In an accompanying bit of online posting, the cameraperson must have gone through miles of footage to show the one expression that indicates a smirk from Clinton as a carte blanche for the man’s desire to strangle Fiorina. I believe people in the photo-video business look precisely for the facial expression that comes closest to a smirk, sneer, cackle or even show of boredom.
In the ‘60s, Highlands University hosted a speaker named George Lincoln Rockwell, then the head of the American Nazi Party. He spoke in a packed Sala de Madrid. Early in his speech, he told about how the press was determined to show him in a bad light. As he told about speeches he’d delivered across the country, he went through several facial expressions: a pout, a grimace, a smile, a chuckle, and a glare — he ran the gamut. He was demonstrating how photographers would purposely work on catching an expression that would show Rockwell with the most unflattering, satanic expression.
And as he presented his final facial manipulation, a camera flash went off.
And that bit of photographic timing demonstrated precisely what Rockwell had been talking about: photographers become quite selective in presenting Rockwell in the worst possible light.
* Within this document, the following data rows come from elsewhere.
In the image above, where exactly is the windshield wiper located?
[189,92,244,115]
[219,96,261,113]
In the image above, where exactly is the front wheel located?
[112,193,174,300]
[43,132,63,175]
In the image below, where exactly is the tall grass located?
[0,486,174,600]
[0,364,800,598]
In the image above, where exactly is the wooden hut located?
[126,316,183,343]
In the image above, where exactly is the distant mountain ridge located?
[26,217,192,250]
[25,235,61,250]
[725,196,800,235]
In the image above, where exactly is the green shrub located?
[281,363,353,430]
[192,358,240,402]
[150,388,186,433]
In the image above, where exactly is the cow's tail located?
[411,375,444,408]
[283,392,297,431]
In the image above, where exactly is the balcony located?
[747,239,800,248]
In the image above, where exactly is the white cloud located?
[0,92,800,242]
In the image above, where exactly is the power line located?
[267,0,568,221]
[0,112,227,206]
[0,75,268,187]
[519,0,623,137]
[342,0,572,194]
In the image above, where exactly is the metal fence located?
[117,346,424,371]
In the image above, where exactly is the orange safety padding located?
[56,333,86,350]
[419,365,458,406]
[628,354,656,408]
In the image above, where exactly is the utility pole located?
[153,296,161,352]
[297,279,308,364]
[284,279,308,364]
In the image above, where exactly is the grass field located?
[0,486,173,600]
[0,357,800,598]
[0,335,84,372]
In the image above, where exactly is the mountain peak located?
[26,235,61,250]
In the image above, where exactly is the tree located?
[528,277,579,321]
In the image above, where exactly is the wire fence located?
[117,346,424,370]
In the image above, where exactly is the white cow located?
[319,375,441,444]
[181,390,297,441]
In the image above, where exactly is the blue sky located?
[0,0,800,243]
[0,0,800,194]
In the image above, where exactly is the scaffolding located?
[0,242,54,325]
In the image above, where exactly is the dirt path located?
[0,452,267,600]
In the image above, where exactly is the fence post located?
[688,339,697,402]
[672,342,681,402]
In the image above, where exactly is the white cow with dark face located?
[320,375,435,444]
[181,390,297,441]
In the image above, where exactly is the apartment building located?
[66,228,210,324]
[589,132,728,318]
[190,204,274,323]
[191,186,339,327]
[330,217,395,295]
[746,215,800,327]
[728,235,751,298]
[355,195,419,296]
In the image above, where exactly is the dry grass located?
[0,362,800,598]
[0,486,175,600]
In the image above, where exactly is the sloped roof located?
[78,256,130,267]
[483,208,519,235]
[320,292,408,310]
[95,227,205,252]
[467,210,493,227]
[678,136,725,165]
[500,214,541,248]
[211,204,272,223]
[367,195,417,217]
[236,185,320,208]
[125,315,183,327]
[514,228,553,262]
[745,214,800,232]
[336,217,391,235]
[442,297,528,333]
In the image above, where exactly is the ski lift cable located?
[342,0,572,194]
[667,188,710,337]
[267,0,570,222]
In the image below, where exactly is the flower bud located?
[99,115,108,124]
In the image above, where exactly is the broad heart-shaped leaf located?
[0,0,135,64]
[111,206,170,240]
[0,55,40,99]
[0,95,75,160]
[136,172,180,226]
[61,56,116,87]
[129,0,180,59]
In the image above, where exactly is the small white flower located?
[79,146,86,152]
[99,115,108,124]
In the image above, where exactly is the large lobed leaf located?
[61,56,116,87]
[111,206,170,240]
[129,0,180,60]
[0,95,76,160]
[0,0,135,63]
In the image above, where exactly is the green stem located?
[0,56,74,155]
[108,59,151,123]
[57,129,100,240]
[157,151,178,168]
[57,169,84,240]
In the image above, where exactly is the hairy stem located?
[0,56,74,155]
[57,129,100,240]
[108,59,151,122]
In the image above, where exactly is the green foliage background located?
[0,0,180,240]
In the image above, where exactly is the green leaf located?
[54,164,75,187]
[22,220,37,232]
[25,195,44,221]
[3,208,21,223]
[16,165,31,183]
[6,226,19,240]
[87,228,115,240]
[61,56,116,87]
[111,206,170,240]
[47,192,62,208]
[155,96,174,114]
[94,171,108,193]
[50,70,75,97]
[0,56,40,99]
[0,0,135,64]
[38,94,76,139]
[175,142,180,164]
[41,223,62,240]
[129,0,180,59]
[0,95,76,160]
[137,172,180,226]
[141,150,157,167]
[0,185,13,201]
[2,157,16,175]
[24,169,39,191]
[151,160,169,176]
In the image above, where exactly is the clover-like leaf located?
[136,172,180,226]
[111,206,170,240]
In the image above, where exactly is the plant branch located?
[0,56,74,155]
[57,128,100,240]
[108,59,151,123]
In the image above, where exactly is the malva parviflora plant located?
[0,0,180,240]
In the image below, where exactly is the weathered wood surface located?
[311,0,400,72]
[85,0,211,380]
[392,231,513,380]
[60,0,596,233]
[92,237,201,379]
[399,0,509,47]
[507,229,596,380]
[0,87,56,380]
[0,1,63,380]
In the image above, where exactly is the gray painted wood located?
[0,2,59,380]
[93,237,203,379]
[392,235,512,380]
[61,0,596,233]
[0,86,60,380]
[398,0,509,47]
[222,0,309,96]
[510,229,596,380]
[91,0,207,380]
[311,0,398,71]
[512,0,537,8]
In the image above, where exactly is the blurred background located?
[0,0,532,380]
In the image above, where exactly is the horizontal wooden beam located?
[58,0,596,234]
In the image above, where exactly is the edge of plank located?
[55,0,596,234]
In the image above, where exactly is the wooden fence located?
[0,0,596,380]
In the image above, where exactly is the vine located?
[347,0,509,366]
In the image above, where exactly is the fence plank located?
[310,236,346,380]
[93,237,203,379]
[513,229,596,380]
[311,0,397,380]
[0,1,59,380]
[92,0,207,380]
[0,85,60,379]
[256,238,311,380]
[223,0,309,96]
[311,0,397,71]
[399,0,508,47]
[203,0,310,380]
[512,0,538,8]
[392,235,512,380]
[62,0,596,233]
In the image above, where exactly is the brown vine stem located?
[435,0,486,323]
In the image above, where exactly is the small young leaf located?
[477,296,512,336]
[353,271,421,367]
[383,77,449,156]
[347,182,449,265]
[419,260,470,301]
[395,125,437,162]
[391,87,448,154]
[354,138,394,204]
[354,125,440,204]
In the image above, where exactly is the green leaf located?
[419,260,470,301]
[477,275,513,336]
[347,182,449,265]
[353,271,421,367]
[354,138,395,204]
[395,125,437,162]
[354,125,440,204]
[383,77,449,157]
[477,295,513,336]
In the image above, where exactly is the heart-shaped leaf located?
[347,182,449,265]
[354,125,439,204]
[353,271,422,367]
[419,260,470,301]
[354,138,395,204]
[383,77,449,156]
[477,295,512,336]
The full message Rockwell delivered received only sparse approval from the apprehensive audience that included Hispanics, blacks, Jews and Native Americans. Rockwell traveled with a bodyguard. He received many jeers for his remarks and said his life had been threatened numerous times.
Possibly the Optic photographer at the time failed to capture the right expression to use on the front page the next day, as Rockwell’s visage never appeared in the newspaper.
Incidentally, only about a year after delivering his hate speech at Highlands, Rockwell was assassinated, on Aug. 25, 1967, while leaving the Econowash laundromat at the Dominion Hills Shopping Center in Arlington, Va.
The Townhall Daily headlines that imply Hillary Clinton’s role as a spare-time axe murderess — make no mistake — are designed precisely to connote callousness and even a penchant for violence on the part of the Democratic front-runner for the presidency.
Do these instances of photographic cherry picking of faces actually help determine how voters will react at election time?
It’s not only right-wing outlets that try to sensationalize the news. Left-leaning groups also occasionally shoot anti-GOP darts at members of the Republican party.
The Townhall Daily, which arrives in millions of homes via computer, for example, led off a recent Wednesday’s stories with some of the following headlines: “Bernie Sanders, Lover of Genocidal Tyrants, is Anything But Cute”; “Union: Obama Threw Workers ‘Under the Bus’ in Keystone XL Decision”; “Ben Carson’s Violent Childhood Called into Question as Classmates Don’t Remember”; “Clinton Blatantly Deceives Democrats in Gun Control Fundraising Letter”; “My Trump Problem”; and “Clinton Panders to Families of Violent Criminals Ahead of Dem Debate.”
The final Townhall Daily headline refers to the slayings of Trayvon Martin and Martin Brown who, in isolated confrontations with police, died of gunshot wounds. Predictably, the Townhall Daily writer argued that the police who fired the fatal shots did so “because they feared for their lives” and “acted in self-defense.”
A comprehensive study conducted by graduate students at the University of Missouri School of Journalism around 2012 concluded — possibly to nobody’s surprise — that obviously slanted coverage of crime or other forms of law-breaking makes a bigger impression on people who are pre-disposed to feeling a certain way.
Accordingly, haters of Hillary are more likely to see the presidential candidate as one whose callousness would actually encourage violence against Carly Fiorina. And conversely, voters loyal to Hillary would see the photo of Hillary as one in which she simply smiles.
Objectivity? Does it even exist anymore?